Re: [PATCH v1] KVM/x86/vPMU: Guest PMI Optimization

From: Andi Kleen
Date: Fri Oct 12 2018 - 12:31:01 EST


> 4. Results
> - Without this optimization, the guest pmi handling time is
> ~4500000 ns, and the max sampling rate is reduced to 250.
> - With this optimization, the guest pmi handling time is ~9000 ns
> (i.e. 1 / 500 of the non-optimization case), and the max sampling
> rate remains at the original 100000.

Impressive performance improvement!

It's not clear to me why you're special casing PMIs here. The optimization
should work generically, right?

perf will enable/disable the PMU even outside PMIs, e.g. on context
switches, which is a very important path too.
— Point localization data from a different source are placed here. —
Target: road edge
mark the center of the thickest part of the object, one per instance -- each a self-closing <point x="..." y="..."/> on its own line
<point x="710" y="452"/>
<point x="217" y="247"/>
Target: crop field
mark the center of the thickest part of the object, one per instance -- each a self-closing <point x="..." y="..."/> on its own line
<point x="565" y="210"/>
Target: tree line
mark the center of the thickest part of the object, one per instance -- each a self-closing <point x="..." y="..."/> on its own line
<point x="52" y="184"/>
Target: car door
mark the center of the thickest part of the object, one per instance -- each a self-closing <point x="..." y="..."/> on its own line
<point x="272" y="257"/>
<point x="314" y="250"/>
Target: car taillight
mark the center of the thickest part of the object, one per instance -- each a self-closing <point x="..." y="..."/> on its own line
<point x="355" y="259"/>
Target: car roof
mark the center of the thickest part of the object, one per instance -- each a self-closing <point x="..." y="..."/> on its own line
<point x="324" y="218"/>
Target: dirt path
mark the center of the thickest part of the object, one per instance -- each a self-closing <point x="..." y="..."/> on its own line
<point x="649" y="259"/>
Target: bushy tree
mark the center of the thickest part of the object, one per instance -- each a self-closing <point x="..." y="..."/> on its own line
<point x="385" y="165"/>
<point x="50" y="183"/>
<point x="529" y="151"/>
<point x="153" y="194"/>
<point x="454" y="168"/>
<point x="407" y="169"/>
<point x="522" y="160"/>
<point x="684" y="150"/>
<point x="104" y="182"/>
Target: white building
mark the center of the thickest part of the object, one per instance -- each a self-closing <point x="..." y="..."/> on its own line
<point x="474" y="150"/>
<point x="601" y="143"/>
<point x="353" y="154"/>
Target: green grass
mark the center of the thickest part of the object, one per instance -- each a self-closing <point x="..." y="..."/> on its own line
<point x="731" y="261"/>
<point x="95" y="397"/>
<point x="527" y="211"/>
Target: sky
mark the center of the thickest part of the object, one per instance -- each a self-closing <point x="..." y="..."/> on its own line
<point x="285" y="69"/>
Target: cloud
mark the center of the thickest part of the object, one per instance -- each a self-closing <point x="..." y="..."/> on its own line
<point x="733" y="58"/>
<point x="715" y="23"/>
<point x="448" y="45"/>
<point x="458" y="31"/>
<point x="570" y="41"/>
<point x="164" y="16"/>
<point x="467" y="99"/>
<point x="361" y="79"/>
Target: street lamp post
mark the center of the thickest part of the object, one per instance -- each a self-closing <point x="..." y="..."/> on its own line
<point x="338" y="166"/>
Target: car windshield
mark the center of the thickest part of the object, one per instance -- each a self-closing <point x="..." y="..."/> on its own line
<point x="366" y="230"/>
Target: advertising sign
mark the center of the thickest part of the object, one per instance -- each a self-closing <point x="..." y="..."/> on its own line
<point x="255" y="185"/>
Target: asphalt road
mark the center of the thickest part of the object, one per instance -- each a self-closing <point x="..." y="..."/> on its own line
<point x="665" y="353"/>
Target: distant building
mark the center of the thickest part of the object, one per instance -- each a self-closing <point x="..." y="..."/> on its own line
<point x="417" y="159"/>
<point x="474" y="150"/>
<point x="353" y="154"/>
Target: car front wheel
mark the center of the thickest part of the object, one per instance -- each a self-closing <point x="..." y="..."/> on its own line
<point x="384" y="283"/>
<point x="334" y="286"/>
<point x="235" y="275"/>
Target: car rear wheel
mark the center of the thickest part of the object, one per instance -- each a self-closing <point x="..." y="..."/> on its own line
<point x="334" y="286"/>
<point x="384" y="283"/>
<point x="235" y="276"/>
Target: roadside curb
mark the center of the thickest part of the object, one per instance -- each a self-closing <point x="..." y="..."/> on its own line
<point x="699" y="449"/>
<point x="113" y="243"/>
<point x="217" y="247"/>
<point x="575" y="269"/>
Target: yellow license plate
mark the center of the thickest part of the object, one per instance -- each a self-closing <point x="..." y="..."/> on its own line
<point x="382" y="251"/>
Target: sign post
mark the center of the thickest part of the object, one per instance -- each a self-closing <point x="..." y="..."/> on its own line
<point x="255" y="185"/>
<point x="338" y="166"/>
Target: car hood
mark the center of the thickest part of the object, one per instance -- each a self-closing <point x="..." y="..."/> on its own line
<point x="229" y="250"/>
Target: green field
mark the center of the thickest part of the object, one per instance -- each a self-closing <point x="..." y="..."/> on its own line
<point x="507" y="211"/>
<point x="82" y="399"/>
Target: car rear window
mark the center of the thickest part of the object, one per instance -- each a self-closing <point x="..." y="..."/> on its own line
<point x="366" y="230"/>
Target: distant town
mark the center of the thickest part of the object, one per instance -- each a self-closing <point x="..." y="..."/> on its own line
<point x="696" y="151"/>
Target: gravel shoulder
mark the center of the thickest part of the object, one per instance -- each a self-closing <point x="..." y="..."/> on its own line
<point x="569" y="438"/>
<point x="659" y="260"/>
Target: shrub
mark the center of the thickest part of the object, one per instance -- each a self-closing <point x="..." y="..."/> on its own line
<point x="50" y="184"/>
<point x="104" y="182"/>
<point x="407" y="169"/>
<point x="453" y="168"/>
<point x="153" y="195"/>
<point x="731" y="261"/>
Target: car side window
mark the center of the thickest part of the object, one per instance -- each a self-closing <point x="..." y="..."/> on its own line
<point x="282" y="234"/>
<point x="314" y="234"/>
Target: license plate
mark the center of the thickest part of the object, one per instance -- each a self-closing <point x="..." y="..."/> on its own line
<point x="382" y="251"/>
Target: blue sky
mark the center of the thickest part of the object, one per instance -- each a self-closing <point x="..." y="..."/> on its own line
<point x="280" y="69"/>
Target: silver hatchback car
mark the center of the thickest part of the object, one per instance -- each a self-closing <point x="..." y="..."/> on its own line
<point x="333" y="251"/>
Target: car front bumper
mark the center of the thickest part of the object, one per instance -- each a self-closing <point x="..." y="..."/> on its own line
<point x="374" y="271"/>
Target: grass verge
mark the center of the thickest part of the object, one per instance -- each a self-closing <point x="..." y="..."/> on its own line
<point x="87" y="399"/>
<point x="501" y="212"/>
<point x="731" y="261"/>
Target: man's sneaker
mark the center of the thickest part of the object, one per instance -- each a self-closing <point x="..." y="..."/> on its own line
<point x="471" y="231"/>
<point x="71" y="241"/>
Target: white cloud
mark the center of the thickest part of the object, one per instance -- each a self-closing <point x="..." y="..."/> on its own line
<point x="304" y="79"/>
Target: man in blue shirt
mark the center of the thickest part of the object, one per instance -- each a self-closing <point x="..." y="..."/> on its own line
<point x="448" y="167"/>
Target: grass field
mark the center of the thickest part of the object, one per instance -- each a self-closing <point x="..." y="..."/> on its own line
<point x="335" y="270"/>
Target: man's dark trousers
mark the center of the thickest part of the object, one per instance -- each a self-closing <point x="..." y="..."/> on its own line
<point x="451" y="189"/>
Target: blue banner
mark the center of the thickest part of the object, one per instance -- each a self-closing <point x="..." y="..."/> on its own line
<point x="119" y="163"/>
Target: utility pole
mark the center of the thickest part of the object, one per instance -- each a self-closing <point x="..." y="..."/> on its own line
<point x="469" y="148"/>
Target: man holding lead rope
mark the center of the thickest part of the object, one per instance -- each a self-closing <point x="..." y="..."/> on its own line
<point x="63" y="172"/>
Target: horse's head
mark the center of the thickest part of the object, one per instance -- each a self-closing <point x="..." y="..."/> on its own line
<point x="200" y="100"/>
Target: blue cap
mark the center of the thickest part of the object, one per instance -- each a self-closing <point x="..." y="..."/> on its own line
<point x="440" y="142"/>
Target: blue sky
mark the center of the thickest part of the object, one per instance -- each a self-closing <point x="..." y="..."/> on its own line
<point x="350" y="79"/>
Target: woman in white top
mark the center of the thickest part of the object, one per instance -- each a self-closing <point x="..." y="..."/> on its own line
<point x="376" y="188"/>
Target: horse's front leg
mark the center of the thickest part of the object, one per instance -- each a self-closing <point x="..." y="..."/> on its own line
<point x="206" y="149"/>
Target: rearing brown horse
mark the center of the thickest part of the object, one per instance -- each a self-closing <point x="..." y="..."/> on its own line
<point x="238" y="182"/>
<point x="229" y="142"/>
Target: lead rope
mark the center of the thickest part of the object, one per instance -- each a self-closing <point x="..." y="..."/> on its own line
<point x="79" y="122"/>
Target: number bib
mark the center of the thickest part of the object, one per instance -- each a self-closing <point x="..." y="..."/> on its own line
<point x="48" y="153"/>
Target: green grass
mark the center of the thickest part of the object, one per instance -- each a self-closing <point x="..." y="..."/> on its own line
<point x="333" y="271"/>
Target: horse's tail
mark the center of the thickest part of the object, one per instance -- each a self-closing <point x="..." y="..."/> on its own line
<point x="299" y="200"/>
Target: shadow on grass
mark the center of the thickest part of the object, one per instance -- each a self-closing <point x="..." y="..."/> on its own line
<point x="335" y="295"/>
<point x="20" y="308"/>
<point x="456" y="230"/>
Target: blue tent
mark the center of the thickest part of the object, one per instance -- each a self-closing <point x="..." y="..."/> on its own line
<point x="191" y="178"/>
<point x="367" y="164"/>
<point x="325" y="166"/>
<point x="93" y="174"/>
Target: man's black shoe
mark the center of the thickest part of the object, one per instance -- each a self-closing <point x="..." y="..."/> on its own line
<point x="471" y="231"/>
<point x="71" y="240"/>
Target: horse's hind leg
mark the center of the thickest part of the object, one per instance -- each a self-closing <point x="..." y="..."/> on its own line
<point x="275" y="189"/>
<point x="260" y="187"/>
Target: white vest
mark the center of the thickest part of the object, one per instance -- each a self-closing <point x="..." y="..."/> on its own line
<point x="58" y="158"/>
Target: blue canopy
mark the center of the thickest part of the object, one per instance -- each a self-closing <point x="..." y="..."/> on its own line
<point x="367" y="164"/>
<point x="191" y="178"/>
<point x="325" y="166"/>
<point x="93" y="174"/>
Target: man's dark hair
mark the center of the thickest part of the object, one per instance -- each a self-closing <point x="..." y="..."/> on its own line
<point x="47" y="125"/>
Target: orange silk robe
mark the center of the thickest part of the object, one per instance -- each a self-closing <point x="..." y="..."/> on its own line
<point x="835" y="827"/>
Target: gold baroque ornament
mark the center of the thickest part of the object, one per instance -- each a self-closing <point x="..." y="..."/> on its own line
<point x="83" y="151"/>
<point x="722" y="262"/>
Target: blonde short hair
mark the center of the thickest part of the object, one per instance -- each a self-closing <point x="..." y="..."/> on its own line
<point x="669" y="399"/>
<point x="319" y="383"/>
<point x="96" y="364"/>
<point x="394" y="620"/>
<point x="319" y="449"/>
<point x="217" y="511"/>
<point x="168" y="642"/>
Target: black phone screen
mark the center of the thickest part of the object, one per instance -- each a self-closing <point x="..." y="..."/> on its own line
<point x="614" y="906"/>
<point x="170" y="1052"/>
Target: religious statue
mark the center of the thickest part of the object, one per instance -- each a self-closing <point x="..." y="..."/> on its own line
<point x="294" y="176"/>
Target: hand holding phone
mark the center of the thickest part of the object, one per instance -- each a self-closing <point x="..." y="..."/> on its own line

> @@ -237,9 +267,23 @@ static int intel_pmu_set_msr(struct kvm_vcpu *vcpu, struct msr_data *msr_info)
> default:
> if ((pmc = get_gp_pmc(pmu, msr, MSR_IA32_PERFCTR0)) ||
> (pmc = get_fixed_pmc(pmu, msr))) {
> - if (!msr_info->host_initiated)
> - data = (s64)(s32)data;
> - pmc->counter += data - pmc_read_counter(pmc);
> + if (pmu->in_pmi) {
> + /*
> + * Since we are not re-allocating a perf event
> + * to reconfigure the sampling time when the
> + * guest pmu is in PMI, just set the value to
> + * the hardware perf counter. Counting will
> + * continue after the guest enables the
> + * counter bit in MSR_CORE_PERF_GLOBAL_CTRL.
> + */
> + struct hw_perf_event *hwc =
> + &pmc->perf_event->hw;
> + wrmsrl(hwc->event_base, data);

Is that guaranteed to be always called on the right CPU that will run the vcpu?

AFAIK there's an ioctl to set MSRs in the guest from qemu, I'm pretty sure
it won't handle that.

May need to be delayed to entry time.

-Andi